Bickerton, a mio modo di vedere, rappresenta quella volontà filosofica a spingersi oltre i propri limiti; questo perché il motivo dominante delle sue ricerche nasce dall’esigenza di rispondere ad un quesito che sembra trascendere gli elementi empirici che sono a sua disposizione. La domanda che guida Bickerton durante tutto il suo percorso è, infatti, quella che cerca di capire quale possa essere la lingua originaria dell’umanità. Domandarselo non è meno arduo che cercare di capire come sia nato l’universo. Oggi “la babele delle lingue” è ai suoi massimi storici.
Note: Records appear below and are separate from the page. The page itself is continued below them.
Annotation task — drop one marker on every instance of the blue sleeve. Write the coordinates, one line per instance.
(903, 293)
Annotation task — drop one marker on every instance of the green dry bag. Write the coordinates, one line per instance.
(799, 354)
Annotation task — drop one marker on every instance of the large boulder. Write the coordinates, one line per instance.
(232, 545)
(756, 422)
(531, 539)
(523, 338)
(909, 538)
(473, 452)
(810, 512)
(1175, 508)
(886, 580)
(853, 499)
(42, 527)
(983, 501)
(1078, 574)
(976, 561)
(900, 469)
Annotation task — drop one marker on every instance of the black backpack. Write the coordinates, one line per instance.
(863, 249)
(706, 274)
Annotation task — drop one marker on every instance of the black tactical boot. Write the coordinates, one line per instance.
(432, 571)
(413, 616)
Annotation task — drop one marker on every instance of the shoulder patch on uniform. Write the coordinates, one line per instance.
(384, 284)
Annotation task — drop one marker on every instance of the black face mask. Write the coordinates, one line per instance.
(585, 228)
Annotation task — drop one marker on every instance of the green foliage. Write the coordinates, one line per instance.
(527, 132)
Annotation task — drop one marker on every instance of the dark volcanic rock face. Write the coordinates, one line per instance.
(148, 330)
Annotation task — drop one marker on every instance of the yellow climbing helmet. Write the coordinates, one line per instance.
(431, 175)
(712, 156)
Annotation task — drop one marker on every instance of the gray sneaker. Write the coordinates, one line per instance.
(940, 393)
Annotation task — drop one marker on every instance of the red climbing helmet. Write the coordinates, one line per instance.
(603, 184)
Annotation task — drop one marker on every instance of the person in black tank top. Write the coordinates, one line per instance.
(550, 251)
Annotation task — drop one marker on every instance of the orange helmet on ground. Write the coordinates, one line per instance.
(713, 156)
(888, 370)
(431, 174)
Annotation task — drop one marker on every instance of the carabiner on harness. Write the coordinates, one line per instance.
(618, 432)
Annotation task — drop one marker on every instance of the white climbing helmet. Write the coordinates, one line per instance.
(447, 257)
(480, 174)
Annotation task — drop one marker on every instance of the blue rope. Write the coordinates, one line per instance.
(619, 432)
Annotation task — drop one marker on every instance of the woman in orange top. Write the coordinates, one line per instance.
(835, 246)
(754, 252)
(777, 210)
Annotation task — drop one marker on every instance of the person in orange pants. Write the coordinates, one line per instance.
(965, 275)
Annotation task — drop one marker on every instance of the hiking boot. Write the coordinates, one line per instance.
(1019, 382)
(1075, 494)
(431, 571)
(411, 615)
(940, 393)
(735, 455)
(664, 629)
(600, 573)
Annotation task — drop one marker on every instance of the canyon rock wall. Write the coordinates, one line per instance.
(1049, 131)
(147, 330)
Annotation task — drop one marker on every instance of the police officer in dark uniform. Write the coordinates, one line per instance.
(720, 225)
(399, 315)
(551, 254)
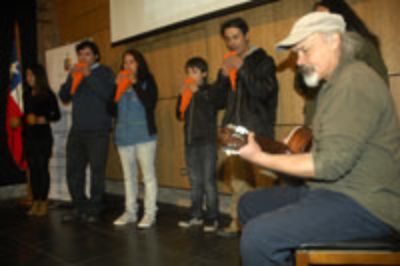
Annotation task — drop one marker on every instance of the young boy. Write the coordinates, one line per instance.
(200, 127)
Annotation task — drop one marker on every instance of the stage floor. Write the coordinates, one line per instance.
(46, 241)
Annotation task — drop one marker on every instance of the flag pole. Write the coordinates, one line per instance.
(27, 199)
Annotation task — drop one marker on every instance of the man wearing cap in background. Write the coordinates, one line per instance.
(352, 170)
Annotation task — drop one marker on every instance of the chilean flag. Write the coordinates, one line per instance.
(14, 112)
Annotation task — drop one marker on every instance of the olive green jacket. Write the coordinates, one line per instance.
(356, 145)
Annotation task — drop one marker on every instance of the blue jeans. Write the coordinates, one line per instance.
(201, 162)
(279, 219)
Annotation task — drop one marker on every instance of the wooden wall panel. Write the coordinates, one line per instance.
(167, 52)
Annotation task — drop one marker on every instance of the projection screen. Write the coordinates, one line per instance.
(133, 18)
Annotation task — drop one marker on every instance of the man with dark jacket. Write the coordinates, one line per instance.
(88, 138)
(248, 89)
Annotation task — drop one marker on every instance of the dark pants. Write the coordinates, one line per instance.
(87, 148)
(201, 161)
(38, 153)
(279, 219)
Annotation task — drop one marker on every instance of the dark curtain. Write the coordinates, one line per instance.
(22, 12)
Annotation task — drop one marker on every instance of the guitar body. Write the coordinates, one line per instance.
(231, 138)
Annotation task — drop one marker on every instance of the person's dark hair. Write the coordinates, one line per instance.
(235, 23)
(197, 62)
(41, 81)
(353, 22)
(143, 72)
(91, 45)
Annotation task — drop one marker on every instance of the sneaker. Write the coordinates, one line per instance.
(190, 223)
(147, 221)
(125, 218)
(210, 227)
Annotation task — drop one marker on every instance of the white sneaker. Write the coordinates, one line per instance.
(190, 223)
(125, 218)
(147, 221)
(210, 227)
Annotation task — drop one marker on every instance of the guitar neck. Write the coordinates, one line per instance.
(272, 146)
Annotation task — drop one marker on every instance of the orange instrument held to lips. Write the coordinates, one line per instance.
(232, 71)
(77, 77)
(187, 95)
(123, 84)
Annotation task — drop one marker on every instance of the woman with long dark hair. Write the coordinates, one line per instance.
(136, 136)
(41, 108)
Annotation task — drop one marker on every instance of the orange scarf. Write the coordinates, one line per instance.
(186, 96)
(123, 84)
(233, 71)
(77, 77)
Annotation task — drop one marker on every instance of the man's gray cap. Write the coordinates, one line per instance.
(312, 23)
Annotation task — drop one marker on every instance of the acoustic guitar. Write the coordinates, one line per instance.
(232, 137)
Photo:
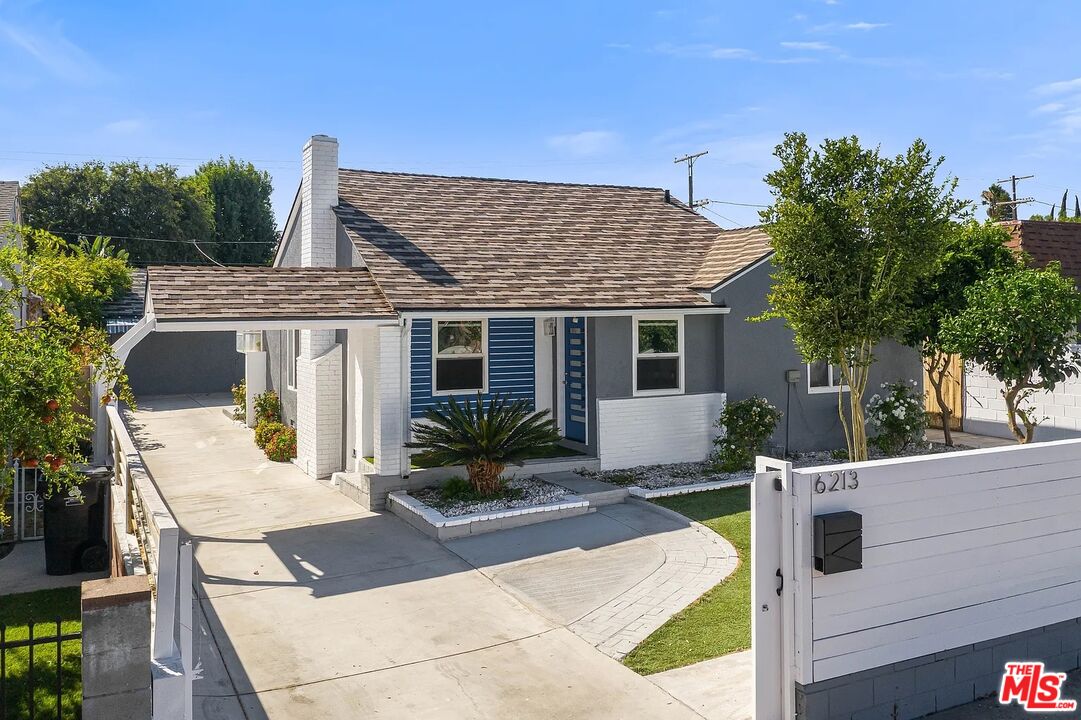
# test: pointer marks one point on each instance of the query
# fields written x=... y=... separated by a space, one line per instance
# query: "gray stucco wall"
x=758 y=354
x=174 y=363
x=931 y=683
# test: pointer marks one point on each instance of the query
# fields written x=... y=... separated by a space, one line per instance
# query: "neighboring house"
x=615 y=308
x=1058 y=412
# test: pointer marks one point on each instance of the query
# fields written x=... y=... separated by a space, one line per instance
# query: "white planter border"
x=437 y=519
x=650 y=493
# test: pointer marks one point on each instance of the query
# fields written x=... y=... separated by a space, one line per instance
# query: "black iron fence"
x=40 y=675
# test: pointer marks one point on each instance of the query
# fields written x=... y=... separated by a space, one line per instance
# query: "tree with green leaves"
x=243 y=221
x=1018 y=324
x=971 y=253
x=152 y=213
x=853 y=231
x=993 y=198
x=44 y=360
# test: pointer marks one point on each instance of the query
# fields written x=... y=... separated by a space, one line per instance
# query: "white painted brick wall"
x=319 y=194
x=1061 y=409
x=675 y=428
x=387 y=413
x=319 y=377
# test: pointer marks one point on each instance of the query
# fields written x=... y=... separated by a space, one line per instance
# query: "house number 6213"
x=835 y=481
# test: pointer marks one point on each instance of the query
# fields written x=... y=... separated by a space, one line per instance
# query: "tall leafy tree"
x=992 y=199
x=1018 y=325
x=243 y=221
x=972 y=252
x=853 y=232
x=44 y=360
x=152 y=213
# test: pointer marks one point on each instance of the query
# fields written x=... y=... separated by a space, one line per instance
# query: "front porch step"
x=595 y=492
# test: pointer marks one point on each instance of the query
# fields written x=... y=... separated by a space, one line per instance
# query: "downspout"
x=406 y=325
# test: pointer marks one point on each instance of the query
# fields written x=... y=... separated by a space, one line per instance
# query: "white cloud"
x=815 y=45
x=705 y=51
x=1058 y=88
x=586 y=143
x=127 y=127
x=55 y=53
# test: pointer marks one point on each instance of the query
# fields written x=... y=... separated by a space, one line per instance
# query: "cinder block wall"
x=931 y=683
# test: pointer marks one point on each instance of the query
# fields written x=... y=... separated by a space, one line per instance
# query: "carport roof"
x=207 y=293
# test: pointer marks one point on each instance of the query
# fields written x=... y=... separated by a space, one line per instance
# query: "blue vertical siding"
x=511 y=362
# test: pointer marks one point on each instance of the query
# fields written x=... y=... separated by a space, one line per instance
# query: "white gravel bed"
x=533 y=492
x=655 y=477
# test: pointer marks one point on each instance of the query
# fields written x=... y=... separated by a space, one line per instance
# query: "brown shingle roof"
x=1048 y=240
x=435 y=242
x=182 y=293
x=732 y=252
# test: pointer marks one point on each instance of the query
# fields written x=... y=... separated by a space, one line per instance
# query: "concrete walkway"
x=612 y=577
x=312 y=608
x=719 y=689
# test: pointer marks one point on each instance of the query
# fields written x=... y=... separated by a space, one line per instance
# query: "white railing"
x=149 y=543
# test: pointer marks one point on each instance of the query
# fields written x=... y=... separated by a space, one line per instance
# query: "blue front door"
x=574 y=378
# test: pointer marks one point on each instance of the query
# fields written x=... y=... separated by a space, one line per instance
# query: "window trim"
x=292 y=354
x=435 y=357
x=832 y=387
x=635 y=355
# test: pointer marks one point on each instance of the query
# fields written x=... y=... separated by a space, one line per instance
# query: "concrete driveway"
x=311 y=608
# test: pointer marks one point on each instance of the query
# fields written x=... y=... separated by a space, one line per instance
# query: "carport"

I linguisti hanno individuato circa 6700 lingue sparse in varie parti del mondo, capire quale sia quella originaria, sembrerebbe impossibile. Le circostanze storiche riguardanti pidgin e creoli hanno però reso più semplice questo compito e Bickerton sembra essersi avvicinato alla soluzione. I dati raccolti dal linguista durante i suoi anni di ricerca sembrano essere compatibili con l’idea che la lingua originaria dell’uomo sia il “creolo astratto”. Se Chomsky ha veramente ragione la facoltà del linguaggio è una dote innata, dunque, perché non potrebbe esserlo anche una lingua “astratta”?